Again, bigger district, bigger role. But his leadership skills, knack for passing bonds and success working with the community would be tested in new ways.
He recalled the day he saw smoke rising above Middleton High School: Feb. 1, 2007, the day before his birthday. Fire trucks, patrons and news crews crammed the road to the school, which suffered a total loss after a boiler fire spread through the hallways.
Bauscher had an immediate crisis on his hands: what to do with some 900 displaced high schoolers, and how to go about rebuilding?
He spent his birthday drafting a plan with district administrators behind closed doors.
“I said, ‘We’re not leaving until we figure out how to keep these kids in the district,’” he told EdNews.
Nine hours later, they opted to squeeze some students into the district’s nearby middle school, redirect others to a local church that opened its doors and purchase several portable classroom units for the rest. (Bauscher later resold the units to another district for a profit to Middleton.)
Insurance kicked in to replace the high school, but Bauscher had his own plan to rebuild the school on a smaller scale to offset the deductible. The rebuilt building would become a middle school, and the growing district would float a bond for construction of an entirely new high school.
The price tag: a whopping $51.9 million. It was a lot for the time, and Bauscher had critics.
“Some people jumped down me for that,” he said.

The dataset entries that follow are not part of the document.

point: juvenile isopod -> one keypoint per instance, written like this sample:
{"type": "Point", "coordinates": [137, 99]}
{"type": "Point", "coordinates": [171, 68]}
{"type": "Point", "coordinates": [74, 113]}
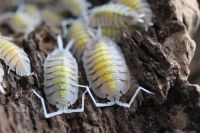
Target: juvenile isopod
{"type": "Point", "coordinates": [80, 33]}
{"type": "Point", "coordinates": [142, 7]}
{"type": "Point", "coordinates": [107, 72]}
{"type": "Point", "coordinates": [116, 33]}
{"type": "Point", "coordinates": [24, 20]}
{"type": "Point", "coordinates": [76, 7]}
{"type": "Point", "coordinates": [15, 58]}
{"type": "Point", "coordinates": [1, 78]}
{"type": "Point", "coordinates": [114, 15]}
{"type": "Point", "coordinates": [61, 81]}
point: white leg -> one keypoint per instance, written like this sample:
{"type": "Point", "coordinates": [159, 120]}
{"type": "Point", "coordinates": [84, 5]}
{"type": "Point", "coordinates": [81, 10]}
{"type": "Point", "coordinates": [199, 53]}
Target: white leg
{"type": "Point", "coordinates": [8, 70]}
{"type": "Point", "coordinates": [93, 99]}
{"type": "Point", "coordinates": [60, 42]}
{"type": "Point", "coordinates": [128, 105]}
{"type": "Point", "coordinates": [69, 45]}
{"type": "Point", "coordinates": [47, 115]}
{"type": "Point", "coordinates": [79, 109]}
{"type": "Point", "coordinates": [2, 90]}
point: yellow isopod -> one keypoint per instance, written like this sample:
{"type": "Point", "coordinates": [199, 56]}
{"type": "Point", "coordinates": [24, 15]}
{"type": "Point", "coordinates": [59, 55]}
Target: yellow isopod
{"type": "Point", "coordinates": [15, 58]}
{"type": "Point", "coordinates": [107, 72]}
{"type": "Point", "coordinates": [116, 33]}
{"type": "Point", "coordinates": [79, 32]}
{"type": "Point", "coordinates": [76, 7]}
{"type": "Point", "coordinates": [142, 7]}
{"type": "Point", "coordinates": [114, 15]}
{"type": "Point", "coordinates": [1, 78]}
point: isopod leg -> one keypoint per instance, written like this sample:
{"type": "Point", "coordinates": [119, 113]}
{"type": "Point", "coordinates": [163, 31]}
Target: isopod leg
{"type": "Point", "coordinates": [2, 90]}
{"type": "Point", "coordinates": [64, 25]}
{"type": "Point", "coordinates": [95, 102]}
{"type": "Point", "coordinates": [47, 115]}
{"type": "Point", "coordinates": [77, 110]}
{"type": "Point", "coordinates": [128, 105]}
{"type": "Point", "coordinates": [69, 45]}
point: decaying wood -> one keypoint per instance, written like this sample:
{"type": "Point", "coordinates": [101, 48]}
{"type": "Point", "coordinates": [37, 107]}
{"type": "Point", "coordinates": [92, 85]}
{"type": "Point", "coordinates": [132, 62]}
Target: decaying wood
{"type": "Point", "coordinates": [158, 60]}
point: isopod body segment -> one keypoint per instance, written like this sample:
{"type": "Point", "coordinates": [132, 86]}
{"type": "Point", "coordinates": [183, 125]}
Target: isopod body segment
{"type": "Point", "coordinates": [106, 69]}
{"type": "Point", "coordinates": [1, 78]}
{"type": "Point", "coordinates": [76, 7]}
{"type": "Point", "coordinates": [114, 15]}
{"type": "Point", "coordinates": [61, 81]}
{"type": "Point", "coordinates": [79, 31]}
{"type": "Point", "coordinates": [15, 58]}
{"type": "Point", "coordinates": [142, 7]}
{"type": "Point", "coordinates": [107, 72]}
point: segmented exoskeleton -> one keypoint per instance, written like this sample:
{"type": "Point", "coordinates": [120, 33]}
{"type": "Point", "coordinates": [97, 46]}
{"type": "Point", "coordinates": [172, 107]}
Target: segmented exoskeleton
{"type": "Point", "coordinates": [1, 78]}
{"type": "Point", "coordinates": [107, 72]}
{"type": "Point", "coordinates": [76, 7]}
{"type": "Point", "coordinates": [114, 15]}
{"type": "Point", "coordinates": [52, 17]}
{"type": "Point", "coordinates": [116, 33]}
{"type": "Point", "coordinates": [79, 32]}
{"type": "Point", "coordinates": [15, 58]}
{"type": "Point", "coordinates": [61, 81]}
{"type": "Point", "coordinates": [24, 20]}
{"type": "Point", "coordinates": [142, 7]}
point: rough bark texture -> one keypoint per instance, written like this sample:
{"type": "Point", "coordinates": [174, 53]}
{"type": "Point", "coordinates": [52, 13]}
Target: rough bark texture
{"type": "Point", "coordinates": [158, 60]}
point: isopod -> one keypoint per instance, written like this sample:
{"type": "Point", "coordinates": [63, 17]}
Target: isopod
{"type": "Point", "coordinates": [1, 78]}
{"type": "Point", "coordinates": [15, 58]}
{"type": "Point", "coordinates": [76, 7]}
{"type": "Point", "coordinates": [24, 20]}
{"type": "Point", "coordinates": [142, 7]}
{"type": "Point", "coordinates": [107, 72]}
{"type": "Point", "coordinates": [80, 33]}
{"type": "Point", "coordinates": [114, 15]}
{"type": "Point", "coordinates": [116, 33]}
{"type": "Point", "coordinates": [61, 80]}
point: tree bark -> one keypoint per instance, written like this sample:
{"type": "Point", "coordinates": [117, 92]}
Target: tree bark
{"type": "Point", "coordinates": [158, 60]}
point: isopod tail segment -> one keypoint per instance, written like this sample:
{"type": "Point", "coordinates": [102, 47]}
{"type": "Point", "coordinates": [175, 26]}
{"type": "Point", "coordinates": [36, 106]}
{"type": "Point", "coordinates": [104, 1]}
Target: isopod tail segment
{"type": "Point", "coordinates": [64, 25]}
{"type": "Point", "coordinates": [117, 101]}
{"type": "Point", "coordinates": [64, 109]}
{"type": "Point", "coordinates": [60, 43]}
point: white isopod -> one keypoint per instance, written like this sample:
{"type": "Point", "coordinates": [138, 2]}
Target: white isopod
{"type": "Point", "coordinates": [61, 81]}
{"type": "Point", "coordinates": [15, 58]}
{"type": "Point", "coordinates": [76, 7]}
{"type": "Point", "coordinates": [107, 72]}
{"type": "Point", "coordinates": [80, 33]}
{"type": "Point", "coordinates": [114, 15]}
{"type": "Point", "coordinates": [141, 6]}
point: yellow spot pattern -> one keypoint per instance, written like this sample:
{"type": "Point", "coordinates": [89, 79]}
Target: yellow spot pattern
{"type": "Point", "coordinates": [134, 4]}
{"type": "Point", "coordinates": [104, 66]}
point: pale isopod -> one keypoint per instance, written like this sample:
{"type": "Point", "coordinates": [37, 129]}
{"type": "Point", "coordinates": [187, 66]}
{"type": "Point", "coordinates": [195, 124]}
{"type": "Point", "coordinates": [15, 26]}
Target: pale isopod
{"type": "Point", "coordinates": [61, 81]}
{"type": "Point", "coordinates": [15, 58]}
{"type": "Point", "coordinates": [141, 6]}
{"type": "Point", "coordinates": [79, 32]}
{"type": "Point", "coordinates": [76, 7]}
{"type": "Point", "coordinates": [1, 78]}
{"type": "Point", "coordinates": [114, 15]}
{"type": "Point", "coordinates": [116, 33]}
{"type": "Point", "coordinates": [24, 20]}
{"type": "Point", "coordinates": [107, 72]}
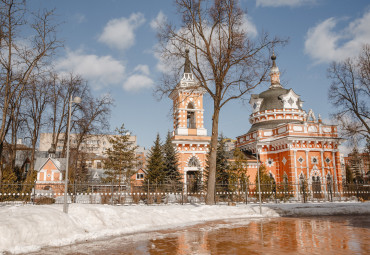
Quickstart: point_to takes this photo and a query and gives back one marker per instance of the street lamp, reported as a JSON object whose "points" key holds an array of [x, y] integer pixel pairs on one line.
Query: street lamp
{"points": [[258, 175], [76, 100]]}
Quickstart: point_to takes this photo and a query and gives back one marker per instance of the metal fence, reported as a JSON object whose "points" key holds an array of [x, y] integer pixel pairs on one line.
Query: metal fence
{"points": [[179, 193]]}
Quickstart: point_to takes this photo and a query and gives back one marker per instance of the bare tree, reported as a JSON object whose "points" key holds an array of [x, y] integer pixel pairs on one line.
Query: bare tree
{"points": [[38, 97], [20, 56], [350, 93], [93, 119], [225, 60], [61, 91]]}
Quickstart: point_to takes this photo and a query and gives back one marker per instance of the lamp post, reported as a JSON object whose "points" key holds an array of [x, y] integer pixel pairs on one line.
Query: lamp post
{"points": [[258, 176], [76, 100]]}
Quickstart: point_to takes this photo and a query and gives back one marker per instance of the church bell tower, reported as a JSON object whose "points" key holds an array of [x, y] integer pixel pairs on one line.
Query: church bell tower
{"points": [[189, 135]]}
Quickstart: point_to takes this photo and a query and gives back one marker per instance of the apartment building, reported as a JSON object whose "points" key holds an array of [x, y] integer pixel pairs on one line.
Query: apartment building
{"points": [[96, 144]]}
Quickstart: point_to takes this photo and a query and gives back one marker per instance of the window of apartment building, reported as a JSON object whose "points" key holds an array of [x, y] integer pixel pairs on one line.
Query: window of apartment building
{"points": [[98, 164]]}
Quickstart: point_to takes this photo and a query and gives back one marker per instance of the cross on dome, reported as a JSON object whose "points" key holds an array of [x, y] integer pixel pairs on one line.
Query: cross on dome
{"points": [[274, 73]]}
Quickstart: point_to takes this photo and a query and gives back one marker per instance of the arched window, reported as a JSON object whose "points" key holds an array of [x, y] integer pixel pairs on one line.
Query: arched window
{"points": [[193, 162], [316, 186], [285, 178], [329, 182], [190, 116]]}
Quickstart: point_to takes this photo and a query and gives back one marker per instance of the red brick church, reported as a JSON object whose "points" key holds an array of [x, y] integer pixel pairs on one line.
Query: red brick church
{"points": [[292, 144]]}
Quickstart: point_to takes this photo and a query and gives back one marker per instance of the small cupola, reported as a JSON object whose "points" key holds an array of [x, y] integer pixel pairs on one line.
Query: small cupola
{"points": [[52, 151], [274, 74]]}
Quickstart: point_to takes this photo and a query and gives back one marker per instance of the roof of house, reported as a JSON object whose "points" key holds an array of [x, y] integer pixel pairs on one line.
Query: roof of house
{"points": [[60, 163]]}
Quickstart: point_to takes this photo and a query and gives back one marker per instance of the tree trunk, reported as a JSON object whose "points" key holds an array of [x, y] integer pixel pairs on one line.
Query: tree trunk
{"points": [[210, 198]]}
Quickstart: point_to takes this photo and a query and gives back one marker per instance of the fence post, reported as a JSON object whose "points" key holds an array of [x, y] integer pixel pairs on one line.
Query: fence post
{"points": [[34, 192], [246, 192], [112, 192], [148, 192], [182, 194]]}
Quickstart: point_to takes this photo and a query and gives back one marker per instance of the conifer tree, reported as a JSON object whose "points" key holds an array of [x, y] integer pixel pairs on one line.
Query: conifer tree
{"points": [[121, 160], [266, 182], [238, 168], [170, 160], [156, 165], [222, 176]]}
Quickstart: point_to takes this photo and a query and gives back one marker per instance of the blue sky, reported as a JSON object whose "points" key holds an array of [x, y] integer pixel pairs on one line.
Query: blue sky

But Middleton trustees bought in, and it paid off. Eighty-six percent of voters went on to support the measure. Despite the devastating blaze, Middleton would get a new middle school and a state-of-the-art high school.
Bauscher called it quits in Middleton in 2016, after 15 years with the district.
But he didn’t retire. Today, he teaches education courses part-time as an adjunct professor at the University of Idaho. A major focus: helping future school leaders understand the complexities of building schools in the nation’s fastest growing state.
“They aren’t going to get that anywhere else,” Bauscher said.
And he still consults school leaders on bond issues through a side business.
Times have changed. He’s no fan of the “social media” approach some local leaders take to passing bonds, opting instead for the more on-the-ground emphasis his checklist stresses.
Some districts take his advice, others don’t, he acknowledged.
And walking legal lines aimed at limiting districts’ bond activities to informational purposes only has been another challenge. In 2019, three years after retiring, the Idaho Freedom Foundation accused the Salmon School District, which had signed a consulting contracted with Bauscher, of violating Idaho’s Public Integrity in Elections Act, which prohibits “public funds, resources or property” from being used to advocate for a ballot measure.
Local authorities investigated, but EdNews could not find that anything came of it.
Bauscher denied promoting the measure, but said the ordeal permanently changed his approach. Now, he gets paid “strictly” by the citizens groups that raise funds for bond issues “so that the line is black and white, not grey.”
Consulting has been enough to keep him busy these days. But without his own monthly board meetings to attend, the former superintendent has more time for family:
Mistie, 40, is a prominent Boise attorney who argued successfully for the acquittal of former Fruitland High School Principal Mike Fitch, who faced three misdemeanor sex crime charges in 2019.
Matt, 36, is a top-grossing Idaho realtor, who like Dad, earned a master’s degree. He became captain of Boise State’s basketball team after high school and played professionally overseas for eight years. Megan, 31, is a nurse practitioner working on a doctorate degree in nursing.
While her dad was often busy, Mistie said, she recalled tagging along with him for dinner and school board meetings, or hitting one of the many school basketball games he used to officiate to “stay in shape.”